Paralelamente, el Dr. Hepp trabajará junto a la Dra. Elizabeth Elgueta, investigadora de CIBAS y académica de la Facultad de Ciencias UCSC, en la detección de metales de relevancia ambiental. Su aporte será desde el análisis molecular de especies marinas, utilizando biomarcadores enzimáticos que indican exposición a metales. “Estas enzimas aumentan su expresión cuando las especies están sometidas a altas concentraciones de metales pesados, por lo que funcionan como indicadores biológicos del nivel de contaminación”, señaló.

Esta línea comenzó con una tesis de Biología Marina de Cristóbal Opazo, quien analizó la presencia de metales en choritos comunes. Ahora, el equipo busca escalar el estudio aumentando el número de individuos analizados, focalizándose especialmente en el sector de Lenga.

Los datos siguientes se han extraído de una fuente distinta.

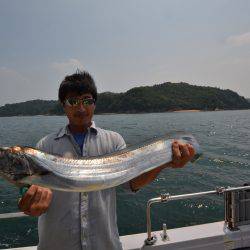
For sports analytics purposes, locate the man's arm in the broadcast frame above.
[130,141,195,191]
[18,140,52,216]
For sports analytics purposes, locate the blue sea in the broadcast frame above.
[0,110,250,248]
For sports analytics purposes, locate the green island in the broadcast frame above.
[0,82,250,117]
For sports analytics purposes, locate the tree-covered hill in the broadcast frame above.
[0,82,250,116]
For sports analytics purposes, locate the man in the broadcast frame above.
[19,71,195,250]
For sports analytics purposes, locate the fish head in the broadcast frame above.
[0,146,32,184]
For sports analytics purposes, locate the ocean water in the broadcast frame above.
[0,110,250,248]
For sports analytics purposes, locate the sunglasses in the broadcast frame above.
[64,97,95,107]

Ciencia al servicio de las decisiones públicas

El objetivo de ambas líneas de investigación es aportar con evidencia científica a la toma de decisiones y al diseño de políticas públicas desde una perspectiva regional. “Queremos generar información útil que descentralice el conocimiento y contribuya desde las regiones a normativas más integrales, por ejemplo, sobre la reutilización de aguas. Hoy, las normas hablan de sales, pero no consideran la presencia de microorganismos, que pueden estar asociados a problemas más graves como la resistencia antimicrobiana”, concluyó el Dr. Hepp.

Su integración al CIBAS representa una oportunidad clave para fortalecer el enfoque ambiental desde la biología molecular y contribuir activamente al bienestar ecosistémico y humano en el Biobío.